Now don’t get me wrong, my prompt was NOT very specific. Had I been more specific, we may have gotten a much better result - I’m fully aware of this.
Is it much better than AI alone? Well, there are no incorrect attributes, so that’s a start, but it’s not knocked my socks off.
Let’s give it one chance to correct it’s mistake on the subnet references. After asking nicely (and with no use of the MCP server), it did indeed correct the issue.
We have a successful plan!
Does it apply? No idea… because it’s time for dinner and I can’t be bothered in all honesty 😄.
Conclusion
MCP has a lot of potential and this is one of many different servers out there. As I say, I’m by no means knocking this one, and it is very early days for the tool, but this one didn’t wow me all that much, though granted, a lot of that could be down to my poor prompting.

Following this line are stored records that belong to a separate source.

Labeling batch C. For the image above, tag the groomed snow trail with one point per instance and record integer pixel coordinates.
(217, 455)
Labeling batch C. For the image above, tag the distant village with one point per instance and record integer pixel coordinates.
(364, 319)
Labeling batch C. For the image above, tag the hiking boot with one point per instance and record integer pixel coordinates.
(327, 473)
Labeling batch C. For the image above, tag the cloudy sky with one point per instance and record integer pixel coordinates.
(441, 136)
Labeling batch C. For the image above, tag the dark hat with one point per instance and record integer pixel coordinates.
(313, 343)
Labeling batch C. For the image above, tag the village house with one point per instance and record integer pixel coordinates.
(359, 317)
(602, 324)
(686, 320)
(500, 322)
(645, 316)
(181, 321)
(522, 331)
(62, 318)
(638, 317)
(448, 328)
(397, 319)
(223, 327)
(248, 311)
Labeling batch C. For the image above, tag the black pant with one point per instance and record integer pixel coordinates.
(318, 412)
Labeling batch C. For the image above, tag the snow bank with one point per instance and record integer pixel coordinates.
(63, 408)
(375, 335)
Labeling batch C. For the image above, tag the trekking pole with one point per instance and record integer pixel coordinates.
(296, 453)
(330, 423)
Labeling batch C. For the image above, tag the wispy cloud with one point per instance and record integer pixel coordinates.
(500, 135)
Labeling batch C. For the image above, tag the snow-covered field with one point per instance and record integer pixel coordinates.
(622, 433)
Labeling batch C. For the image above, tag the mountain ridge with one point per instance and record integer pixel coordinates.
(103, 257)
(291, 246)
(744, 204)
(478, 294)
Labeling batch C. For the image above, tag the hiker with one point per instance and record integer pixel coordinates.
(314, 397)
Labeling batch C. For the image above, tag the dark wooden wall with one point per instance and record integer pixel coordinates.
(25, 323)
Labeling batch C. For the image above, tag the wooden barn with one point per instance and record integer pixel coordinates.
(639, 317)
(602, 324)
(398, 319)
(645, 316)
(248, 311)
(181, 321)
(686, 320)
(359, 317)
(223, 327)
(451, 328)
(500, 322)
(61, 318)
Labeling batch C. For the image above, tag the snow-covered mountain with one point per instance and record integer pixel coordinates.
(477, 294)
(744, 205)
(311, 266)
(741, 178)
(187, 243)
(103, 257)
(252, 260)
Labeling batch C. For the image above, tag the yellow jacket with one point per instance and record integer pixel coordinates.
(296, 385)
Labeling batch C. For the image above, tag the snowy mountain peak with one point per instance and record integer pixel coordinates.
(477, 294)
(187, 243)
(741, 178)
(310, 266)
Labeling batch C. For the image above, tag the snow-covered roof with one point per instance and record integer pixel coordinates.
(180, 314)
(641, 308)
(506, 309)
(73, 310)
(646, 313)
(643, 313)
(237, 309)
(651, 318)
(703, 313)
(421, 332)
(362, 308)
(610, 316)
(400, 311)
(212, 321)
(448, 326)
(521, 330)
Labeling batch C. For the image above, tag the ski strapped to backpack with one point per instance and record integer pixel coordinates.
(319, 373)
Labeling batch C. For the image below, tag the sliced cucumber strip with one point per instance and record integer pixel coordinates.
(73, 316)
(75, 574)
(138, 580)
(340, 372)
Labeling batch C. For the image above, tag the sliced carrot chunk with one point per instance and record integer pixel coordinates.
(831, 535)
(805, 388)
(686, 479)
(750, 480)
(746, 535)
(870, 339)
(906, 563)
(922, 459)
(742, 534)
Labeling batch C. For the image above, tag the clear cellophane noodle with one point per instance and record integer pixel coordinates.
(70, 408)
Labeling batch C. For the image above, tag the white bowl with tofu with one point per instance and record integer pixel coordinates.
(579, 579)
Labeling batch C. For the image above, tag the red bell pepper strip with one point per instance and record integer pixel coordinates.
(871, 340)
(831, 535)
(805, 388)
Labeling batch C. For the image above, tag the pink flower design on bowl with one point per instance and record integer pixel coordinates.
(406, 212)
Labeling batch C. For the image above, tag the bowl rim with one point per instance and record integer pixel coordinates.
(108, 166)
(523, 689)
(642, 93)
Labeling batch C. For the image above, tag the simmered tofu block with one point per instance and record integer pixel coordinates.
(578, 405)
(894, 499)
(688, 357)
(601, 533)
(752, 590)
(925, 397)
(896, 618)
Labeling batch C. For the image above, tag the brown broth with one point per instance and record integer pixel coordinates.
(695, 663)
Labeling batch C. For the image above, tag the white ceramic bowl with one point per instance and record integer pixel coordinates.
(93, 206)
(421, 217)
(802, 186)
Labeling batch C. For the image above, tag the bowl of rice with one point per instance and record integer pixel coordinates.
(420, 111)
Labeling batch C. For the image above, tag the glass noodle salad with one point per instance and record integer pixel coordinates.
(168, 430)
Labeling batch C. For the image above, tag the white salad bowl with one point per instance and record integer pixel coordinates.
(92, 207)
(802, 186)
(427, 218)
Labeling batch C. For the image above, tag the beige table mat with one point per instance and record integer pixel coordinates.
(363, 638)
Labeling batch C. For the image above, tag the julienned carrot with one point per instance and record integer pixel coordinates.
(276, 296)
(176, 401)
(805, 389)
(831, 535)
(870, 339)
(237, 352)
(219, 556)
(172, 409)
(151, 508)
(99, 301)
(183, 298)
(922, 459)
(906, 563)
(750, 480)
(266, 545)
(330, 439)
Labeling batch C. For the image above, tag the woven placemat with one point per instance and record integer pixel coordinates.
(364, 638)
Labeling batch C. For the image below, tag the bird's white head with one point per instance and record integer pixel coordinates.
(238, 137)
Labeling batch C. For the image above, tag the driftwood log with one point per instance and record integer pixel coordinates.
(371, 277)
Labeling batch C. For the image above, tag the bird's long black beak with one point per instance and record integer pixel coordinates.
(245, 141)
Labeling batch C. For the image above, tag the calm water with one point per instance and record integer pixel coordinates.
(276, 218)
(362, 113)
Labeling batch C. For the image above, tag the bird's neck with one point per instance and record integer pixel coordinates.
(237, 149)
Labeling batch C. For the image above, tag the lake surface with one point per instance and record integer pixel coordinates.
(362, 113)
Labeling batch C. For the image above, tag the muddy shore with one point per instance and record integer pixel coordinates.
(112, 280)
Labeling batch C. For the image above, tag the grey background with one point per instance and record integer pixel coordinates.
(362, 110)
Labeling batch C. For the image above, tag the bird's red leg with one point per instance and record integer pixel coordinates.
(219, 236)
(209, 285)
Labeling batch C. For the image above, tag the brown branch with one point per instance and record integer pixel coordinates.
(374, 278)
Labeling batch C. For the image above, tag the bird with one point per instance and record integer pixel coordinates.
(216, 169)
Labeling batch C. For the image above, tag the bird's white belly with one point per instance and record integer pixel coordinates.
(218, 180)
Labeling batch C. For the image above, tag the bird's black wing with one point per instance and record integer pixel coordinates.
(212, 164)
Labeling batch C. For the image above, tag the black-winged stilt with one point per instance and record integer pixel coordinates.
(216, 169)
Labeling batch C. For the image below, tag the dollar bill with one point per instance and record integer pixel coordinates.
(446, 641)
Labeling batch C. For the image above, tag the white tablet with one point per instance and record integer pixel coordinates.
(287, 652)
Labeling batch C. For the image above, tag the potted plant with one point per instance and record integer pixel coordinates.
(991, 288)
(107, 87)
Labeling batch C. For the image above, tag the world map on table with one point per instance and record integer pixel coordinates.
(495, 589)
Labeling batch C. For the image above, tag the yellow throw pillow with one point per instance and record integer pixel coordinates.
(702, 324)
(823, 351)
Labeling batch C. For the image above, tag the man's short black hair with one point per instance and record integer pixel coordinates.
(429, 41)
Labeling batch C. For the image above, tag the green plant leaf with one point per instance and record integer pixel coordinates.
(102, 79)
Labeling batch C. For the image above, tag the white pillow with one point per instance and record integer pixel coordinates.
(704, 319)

I think in the next article, I’ll give the Azure MCP server a go!
Glossary of Terms
Caveat - the below was generated with AI as I was feeling lazy!
AI (Artificial Intelligence)
The simulation of human intelligence processes by machines, especially computer systems. AI includes learning, reasoning, problem-solving, perception, and language understanding.
LLM (Large Language Model)
A type of AI model trained on vast amounts of text data to understand and generate human-like language. Examples include OpenAI’s GPT series and Anthropic’s Claude models.
MCP (Model Context Protocol)
An open standard that allows AI clients (such as code assistants) to access additional functionality from external tools and services in a standardised way. MCP enables interoperability between AI applications and external resources, reducing the need for bespoke integrations.